Menjadi

6 2 2
                                    

Kurasa, alasanku harus pulang sudah jelas. Tinggal menghitung hari yang masih lama untuk dijumpai. Pagi ini cuaca tidak seperti biasanya. Langit yang terbiasa cerah, awan putih yang selalu memenuhinya, kini telah terseret oleh kabut–kabut hitam nan pekat. Dari balik jendela ditemani anthurium plowmanii, aku memangku dagu sambil memandangi rintik yang mengalir di jendela. Hujan pagi ini membuat keadaan luar sangat gelap. Hujan sepenuhnya berkuasa mendahului matahari.

Aku pun sudah berpakaian rapi untuk pergi ke kantor. Bukan sekarang, masih dua jam lagi. Tapi sudahlah, terlalu banyak hal kosong yang membuatku mau menunggu reda. Saat ini, selera meminum teh seperti biasanya, seakan hilang. Bahkan sejak terbangun tadi, aku hanya meminum satu gelas air putih, itupun terpaksa. Berganti waktu, suhu dingin hujan merambat masuk. Aku menggosok–gosok pelan telapak tangan. Salahku yang memilih pakaian pendek disaat keadaan seperti ini. Malas sekali ingin mengambil jaket atau berganti baju atau membuat teh atau makan–makanan panas. Yang terasa sekarang hanyalah kosong, tanpa ekspresi, hampa, apa aku harus tenang ketika menikmati derasnya hujan itu? Sulit.

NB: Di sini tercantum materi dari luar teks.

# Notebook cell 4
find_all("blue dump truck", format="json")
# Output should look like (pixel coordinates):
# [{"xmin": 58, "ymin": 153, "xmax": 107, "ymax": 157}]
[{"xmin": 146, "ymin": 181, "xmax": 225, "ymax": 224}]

Semakin lama yang membosankan, aku pergi dari tempat terpojok ini menuju dapur. Sudah lama aku menganggurkan mi instan di dalam lemari, di atas lemari pendingin, sekali saja mencicipinya tidak akan masalah. Hanya ada tiga rasa mie instan yang kubeli, kira–kira sudah satu bulan lamanya aku membeli mie ini, baru berkurang ketika Ibu dan Bapak datang kemarin. Rasa yang paling kusukai adalah mie kuah ayam bawang, disusul kari ayam, baru mie goreng lombok hijau. Membayangkannya saja membuatku kembali mengingat bagaimana rasanya. Karena sedang hujan, aku memilih mie kuah ayam bawang. Selain karena baunya yang mudah menyentuh selera, rasa–rasanya perutku memang mulai keroncongan.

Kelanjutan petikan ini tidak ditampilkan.